Las aplicaciones de mensajería son las últimas que se han sumado a ofrecer una velocidad de reproducción variable. Ya no hace falta escuchar los mensajes de voz a la misma velocidad a la que se han registrado, sino que es posible acelerar la reproducción hasta reducir la duración a la mitad. Desde hace unos años, esta posibilidad se ha ido implantando en las plataformas de pódcast primero y en las de vídeo después, y a su alrededor han surgido nuevas prácticas de recepción. Se habla de podfast o speed watching para referirse a la acción de reproducir de manera acelerada los contenidos digitales. El argumento principal para esta práctica es, claro, el tiempo. Tener más en menos; ver dos episodios en el tiempo de uno, escuchar tres programas en el tiempo de dos, eliminando así cosas de la lista de pendientes. Es del todo evidente que, al margen de quién lo hace o no, esto puede entenderse como un signo de los tiempos. Es otro síntoma de una economía digital que explota la atención como un recurso escaso y en la que los ritmos habituales suponen un tope que se intenta vencer y empujar más allá.[1]
Se empezó a hablar de estas prácticas hacia 2016 a raíz de algunos artículos periodísticos que los analizaban, y hay también numerosas entradas en fórums o similares que nos hablan desde la experiencia o la sorpresa.
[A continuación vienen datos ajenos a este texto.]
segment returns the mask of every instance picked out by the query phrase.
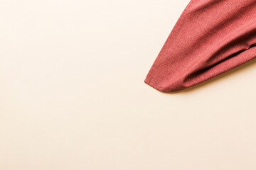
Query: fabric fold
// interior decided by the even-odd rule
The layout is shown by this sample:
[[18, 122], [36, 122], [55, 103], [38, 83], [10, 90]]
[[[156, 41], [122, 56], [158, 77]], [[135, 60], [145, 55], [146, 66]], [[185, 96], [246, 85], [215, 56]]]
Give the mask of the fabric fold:
[[255, 57], [255, 0], [191, 0], [144, 82], [164, 92], [180, 91]]

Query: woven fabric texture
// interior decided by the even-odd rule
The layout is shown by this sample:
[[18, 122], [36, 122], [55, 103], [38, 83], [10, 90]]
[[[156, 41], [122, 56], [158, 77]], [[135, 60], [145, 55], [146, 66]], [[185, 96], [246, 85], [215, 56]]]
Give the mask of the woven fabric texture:
[[185, 89], [256, 57], [256, 0], [191, 0], [144, 82]]

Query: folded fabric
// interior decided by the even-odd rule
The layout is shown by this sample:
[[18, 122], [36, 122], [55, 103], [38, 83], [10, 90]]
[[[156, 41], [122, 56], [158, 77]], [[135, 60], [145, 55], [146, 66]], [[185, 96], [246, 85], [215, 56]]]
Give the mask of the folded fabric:
[[256, 57], [255, 0], [191, 0], [144, 82], [176, 91]]

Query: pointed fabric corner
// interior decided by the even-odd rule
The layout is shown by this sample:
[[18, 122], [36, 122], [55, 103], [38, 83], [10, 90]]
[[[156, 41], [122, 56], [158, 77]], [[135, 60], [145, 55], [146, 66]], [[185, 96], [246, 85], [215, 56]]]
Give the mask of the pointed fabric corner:
[[144, 82], [176, 91], [256, 57], [255, 0], [191, 0]]

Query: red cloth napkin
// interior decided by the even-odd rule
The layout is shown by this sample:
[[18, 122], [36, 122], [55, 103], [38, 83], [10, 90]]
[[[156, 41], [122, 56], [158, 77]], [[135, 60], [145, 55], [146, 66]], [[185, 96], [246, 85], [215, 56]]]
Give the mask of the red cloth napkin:
[[185, 89], [256, 57], [255, 0], [191, 0], [144, 82]]

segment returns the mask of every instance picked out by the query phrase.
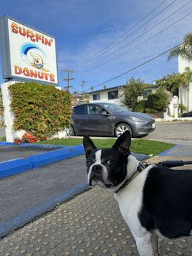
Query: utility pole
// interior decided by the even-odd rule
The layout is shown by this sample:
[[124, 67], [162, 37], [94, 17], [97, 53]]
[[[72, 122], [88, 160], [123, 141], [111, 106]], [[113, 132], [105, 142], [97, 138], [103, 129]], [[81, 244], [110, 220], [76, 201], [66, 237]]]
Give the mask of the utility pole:
[[67, 72], [67, 78], [63, 78], [63, 81], [67, 81], [67, 86], [65, 86], [65, 88], [67, 89], [67, 90], [68, 91], [68, 92], [69, 92], [69, 88], [72, 88], [72, 87], [73, 87], [73, 86], [70, 86], [70, 85], [69, 85], [69, 81], [70, 81], [70, 80], [74, 80], [75, 78], [72, 78], [72, 77], [70, 77], [70, 73], [76, 73], [76, 71], [74, 71], [74, 70], [69, 70], [69, 69], [62, 69], [61, 70], [61, 71], [63, 72]]

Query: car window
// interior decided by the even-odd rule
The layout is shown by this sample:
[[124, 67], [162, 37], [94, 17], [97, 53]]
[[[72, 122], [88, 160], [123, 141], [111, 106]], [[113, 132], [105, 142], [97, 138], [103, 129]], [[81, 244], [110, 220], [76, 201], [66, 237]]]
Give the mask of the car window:
[[88, 115], [106, 115], [107, 111], [97, 105], [88, 105], [87, 113]]
[[77, 106], [74, 108], [75, 115], [84, 115], [84, 105]]
[[103, 106], [109, 110], [111, 110], [113, 113], [118, 113], [118, 112], [124, 112], [126, 110], [124, 109], [123, 108], [120, 107], [118, 105], [111, 104], [111, 103], [104, 103]]

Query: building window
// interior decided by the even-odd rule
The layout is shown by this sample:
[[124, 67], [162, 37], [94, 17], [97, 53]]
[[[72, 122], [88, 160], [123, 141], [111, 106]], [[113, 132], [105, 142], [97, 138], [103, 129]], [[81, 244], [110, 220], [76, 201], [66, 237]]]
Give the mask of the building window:
[[100, 93], [93, 94], [93, 100], [100, 100]]
[[118, 90], [108, 92], [108, 100], [113, 100], [118, 98]]
[[145, 90], [143, 92], [143, 99], [147, 99], [148, 96], [152, 93], [151, 90]]

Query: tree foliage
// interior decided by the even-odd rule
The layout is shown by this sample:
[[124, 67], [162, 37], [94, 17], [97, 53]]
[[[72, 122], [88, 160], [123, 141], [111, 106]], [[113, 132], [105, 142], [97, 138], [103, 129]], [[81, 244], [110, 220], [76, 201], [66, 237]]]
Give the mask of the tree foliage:
[[158, 90], [155, 93], [148, 96], [147, 107], [157, 111], [163, 111], [170, 102], [169, 96], [163, 90]]
[[184, 43], [170, 51], [168, 60], [173, 57], [180, 57], [189, 61], [192, 61], [192, 33], [188, 33], [184, 37]]
[[0, 127], [3, 127], [4, 125], [4, 108], [3, 105], [2, 92], [0, 88]]
[[135, 112], [143, 113], [146, 108], [146, 104], [147, 104], [146, 100], [140, 100], [134, 104], [132, 110]]
[[143, 94], [147, 84], [140, 78], [135, 79], [131, 77], [124, 89], [123, 103], [132, 109], [138, 101], [138, 97]]
[[52, 85], [17, 83], [9, 87], [13, 127], [40, 138], [50, 136], [72, 123], [71, 96]]

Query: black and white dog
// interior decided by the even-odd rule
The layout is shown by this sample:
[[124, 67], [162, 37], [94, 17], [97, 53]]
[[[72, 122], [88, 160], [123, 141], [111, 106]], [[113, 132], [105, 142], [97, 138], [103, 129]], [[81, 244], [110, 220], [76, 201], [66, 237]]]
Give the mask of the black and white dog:
[[152, 164], [125, 186], [139, 166], [131, 140], [126, 131], [111, 148], [99, 149], [84, 136], [88, 180], [115, 193], [140, 255], [159, 255], [158, 236], [192, 235], [192, 170]]

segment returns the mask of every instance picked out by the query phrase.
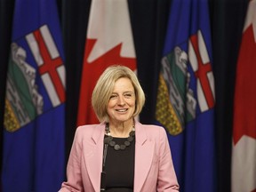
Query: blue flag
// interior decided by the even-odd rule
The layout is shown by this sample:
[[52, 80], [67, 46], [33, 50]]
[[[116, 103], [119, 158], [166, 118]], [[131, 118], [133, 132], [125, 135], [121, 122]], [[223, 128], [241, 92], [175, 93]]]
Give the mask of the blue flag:
[[4, 109], [4, 192], [60, 188], [65, 73], [56, 2], [16, 0]]
[[167, 131], [180, 191], [215, 191], [214, 78], [207, 0], [173, 0], [156, 119]]

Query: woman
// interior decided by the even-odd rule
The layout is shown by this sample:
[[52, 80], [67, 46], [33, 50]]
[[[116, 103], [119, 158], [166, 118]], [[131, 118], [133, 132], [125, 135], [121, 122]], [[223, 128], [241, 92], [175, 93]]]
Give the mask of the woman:
[[92, 96], [101, 123], [76, 129], [60, 192], [179, 191], [164, 129], [135, 120], [144, 102], [130, 68], [104, 71]]

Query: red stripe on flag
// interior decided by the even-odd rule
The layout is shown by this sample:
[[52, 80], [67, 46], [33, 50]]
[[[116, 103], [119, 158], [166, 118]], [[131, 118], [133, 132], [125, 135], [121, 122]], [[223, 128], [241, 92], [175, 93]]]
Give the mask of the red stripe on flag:
[[192, 36], [190, 37], [191, 44], [193, 45], [194, 51], [196, 52], [196, 56], [198, 63], [198, 69], [195, 71], [195, 75], [196, 78], [198, 78], [202, 89], [207, 102], [209, 108], [212, 108], [214, 107], [214, 97], [212, 94], [212, 91], [210, 86], [210, 81], [207, 76], [207, 73], [212, 72], [211, 63], [203, 63], [202, 58], [200, 56], [199, 47], [198, 47], [198, 36], [197, 35]]
[[256, 44], [251, 25], [243, 35], [237, 62], [234, 104], [234, 143], [247, 135], [256, 139]]
[[39, 66], [38, 68], [39, 73], [41, 74], [41, 76], [45, 73], [49, 74], [53, 86], [56, 90], [56, 92], [59, 96], [59, 99], [62, 103], [65, 101], [65, 88], [57, 72], [57, 68], [63, 64], [63, 61], [60, 57], [55, 59], [51, 58], [44, 40], [39, 30], [35, 31], [33, 34], [35, 36], [35, 38], [36, 39], [40, 50], [40, 54], [44, 60], [43, 65]]

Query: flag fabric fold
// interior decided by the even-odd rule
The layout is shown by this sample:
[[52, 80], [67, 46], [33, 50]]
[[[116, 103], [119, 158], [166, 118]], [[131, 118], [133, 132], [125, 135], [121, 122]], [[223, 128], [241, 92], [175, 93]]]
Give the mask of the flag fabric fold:
[[16, 0], [4, 122], [4, 192], [60, 188], [65, 73], [56, 2]]
[[256, 0], [247, 8], [236, 66], [232, 143], [232, 192], [256, 191]]
[[111, 65], [136, 71], [136, 56], [126, 0], [92, 0], [84, 48], [77, 125], [96, 124], [92, 92], [101, 73]]
[[211, 46], [208, 1], [173, 0], [156, 119], [168, 132], [180, 191], [216, 191]]

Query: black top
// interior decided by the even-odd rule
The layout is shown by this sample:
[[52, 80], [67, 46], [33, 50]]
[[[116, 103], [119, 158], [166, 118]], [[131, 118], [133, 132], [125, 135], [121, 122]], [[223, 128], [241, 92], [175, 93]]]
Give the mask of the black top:
[[[113, 140], [124, 144], [127, 138], [113, 138]], [[133, 191], [134, 154], [135, 140], [124, 150], [115, 150], [108, 145], [105, 164], [106, 191]]]

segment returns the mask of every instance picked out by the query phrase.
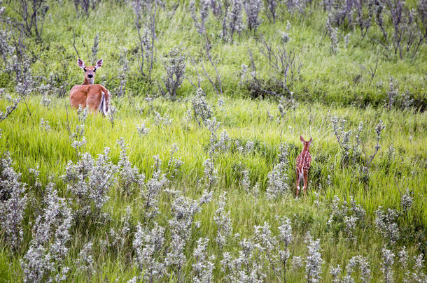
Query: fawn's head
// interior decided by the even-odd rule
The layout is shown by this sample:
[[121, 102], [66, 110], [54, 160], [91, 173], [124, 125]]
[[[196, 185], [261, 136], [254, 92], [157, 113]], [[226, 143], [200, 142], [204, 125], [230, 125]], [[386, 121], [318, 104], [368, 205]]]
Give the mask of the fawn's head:
[[77, 60], [78, 66], [80, 67], [85, 71], [85, 82], [83, 85], [93, 85], [93, 81], [95, 78], [95, 72], [97, 69], [99, 69], [102, 66], [102, 59], [99, 59], [95, 64], [95, 66], [85, 66], [83, 60], [78, 58]]
[[310, 145], [312, 144], [312, 137], [310, 137], [310, 140], [305, 141], [305, 140], [304, 140], [304, 138], [302, 138], [302, 136], [300, 136], [300, 140], [304, 145], [304, 150], [308, 150], [310, 147]]

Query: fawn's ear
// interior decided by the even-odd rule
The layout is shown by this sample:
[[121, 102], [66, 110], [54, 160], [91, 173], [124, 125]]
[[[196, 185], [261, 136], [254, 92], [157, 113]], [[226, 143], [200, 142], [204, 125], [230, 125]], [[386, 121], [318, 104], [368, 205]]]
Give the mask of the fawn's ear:
[[78, 65], [79, 67], [80, 67], [81, 68], [86, 68], [86, 66], [85, 66], [85, 62], [83, 62], [83, 60], [82, 60], [81, 59], [78, 58], [78, 59], [77, 60], [77, 64]]
[[98, 60], [98, 61], [97, 62], [97, 64], [95, 64], [95, 68], [99, 68], [102, 66], [102, 59], [100, 59]]

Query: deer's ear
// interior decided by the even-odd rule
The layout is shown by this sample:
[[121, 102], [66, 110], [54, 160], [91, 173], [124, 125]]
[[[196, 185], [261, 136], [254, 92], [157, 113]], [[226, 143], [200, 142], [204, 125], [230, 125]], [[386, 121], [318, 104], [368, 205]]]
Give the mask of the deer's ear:
[[102, 66], [102, 59], [100, 59], [98, 60], [98, 61], [97, 62], [97, 64], [95, 64], [95, 68], [99, 68]]
[[85, 66], [85, 62], [83, 62], [83, 60], [82, 60], [81, 59], [78, 58], [78, 59], [77, 60], [77, 64], [78, 65], [79, 67], [80, 67], [81, 68], [86, 68], [86, 66]]

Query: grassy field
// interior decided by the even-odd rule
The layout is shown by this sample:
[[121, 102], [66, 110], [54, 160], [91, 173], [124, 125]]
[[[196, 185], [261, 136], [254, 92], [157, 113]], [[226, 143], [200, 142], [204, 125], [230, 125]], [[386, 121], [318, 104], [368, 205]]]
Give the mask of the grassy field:
[[[41, 39], [23, 38], [31, 58], [29, 73], [38, 86], [0, 122], [1, 280], [426, 282], [425, 43], [414, 59], [400, 59], [375, 41], [382, 35], [378, 27], [363, 40], [356, 29], [339, 27], [338, 50], [331, 52], [328, 12], [320, 1], [304, 13], [280, 3], [274, 24], [263, 10], [258, 30], [245, 29], [233, 43], [220, 38], [221, 22], [211, 14], [206, 36], [220, 75], [223, 94], [218, 94], [203, 75], [202, 64], [218, 87], [186, 1], [167, 2], [157, 11], [151, 82], [139, 71], [131, 3], [102, 1], [88, 15], [76, 13], [71, 1], [47, 3]], [[2, 17], [20, 19], [13, 10], [18, 1], [2, 5]], [[257, 88], [248, 50], [262, 86], [276, 91], [274, 78], [281, 74], [260, 52], [260, 35], [277, 46], [285, 31], [290, 40], [284, 46], [295, 52], [301, 69], [287, 86], [295, 96], [278, 98]], [[73, 43], [75, 37], [90, 65], [95, 34], [95, 58], [104, 59], [95, 82], [112, 93], [115, 113], [85, 119], [68, 99], [68, 90], [83, 80]], [[171, 98], [160, 95], [158, 85], [174, 47], [185, 55], [190, 80]], [[189, 55], [206, 97], [191, 85], [197, 75]], [[1, 61], [1, 111], [10, 104], [8, 95], [20, 97], [13, 73], [7, 71], [13, 59]], [[120, 77], [125, 61], [129, 69]], [[376, 64], [370, 78], [363, 68]], [[391, 76], [398, 94], [388, 107]], [[212, 119], [197, 122], [200, 106], [195, 103], [200, 101], [220, 123], [217, 128], [209, 126]], [[346, 120], [342, 129], [340, 122], [334, 126], [340, 119]], [[377, 134], [381, 123], [385, 128]], [[143, 124], [148, 129], [141, 133]], [[80, 135], [78, 129], [84, 129]], [[313, 161], [307, 194], [295, 198], [300, 135], [313, 138]], [[378, 152], [367, 171], [378, 136]], [[82, 140], [81, 147], [72, 146]], [[13, 179], [13, 170], [20, 175]], [[22, 230], [22, 240], [8, 230], [13, 191], [26, 199], [22, 222], [13, 226]], [[338, 265], [341, 273], [334, 275]]]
En ellos encontramos distintos tipos de debates y argumentos, la mayoría desde el punto de vista de la recepción pero también algunos desde la óptica de quien ha creado los contenidos. Si el del tiempo es el primer argumento –asociado a una especie de obligación de «mantenerse al día» ante la gran cantidad de contenidos disponibles–, también aparecen otros como, por ejemplo, el afán de completar. Encontrar un pódcast nuevo y querer escuchar todos los programas anteriores, o pensar en ver una serie y necesitar completar todas las temporadas; estas necesidades parecen derivar de la aparente lógica de archivo que sustenta muchas plataformas de internet, así como de una especie de pulsión coleccionista.
Desde el punto de vista de la creación, hay una resistencia a aceptar prácticas como estas (pidiendo, por ejemplo, la no implementación de estas opciones en las interfaces), ya que se critica que ver o escuchar de esta manera destruye el objeto y sus efectos. Nadie pondrá en duda esto, pero existen argumentos paralelos que desplazan o matizan esta destrucción. En muchos casos, se plantea una división entre información y obra en la que la idea es que, aunque no uno vea la serie ni escuche el pódcast tal y como ha sido pensado, sí extrae toda la información (sabe qué pasa, de qué se ha hablado). Un argumento que, de manera colateral, produce una interesante categorización de los objetos culturales en la que la música parece resistirse a este tipo de descomposición de los elementos: un servicio de streaming de audio como Spotify ofrece la reproducción variable para pódcast pero no para música. Otro razonamiento relacionado es el de algunos usuarios que afirman que el incremento de velocidad ajusta el ritmo de la obra a su interés y necesidad de estímulos. Si esta fórmula se sustenta en la personalización, cabe señalar que los podfasters y similares explican muchas veces que escuchar o ver reproducciones aceleradas es como un entrenamiento en el que poco a poco van pasando a velocidades cada vez más altas; como si se tratase de adquirir una nueva capacidad.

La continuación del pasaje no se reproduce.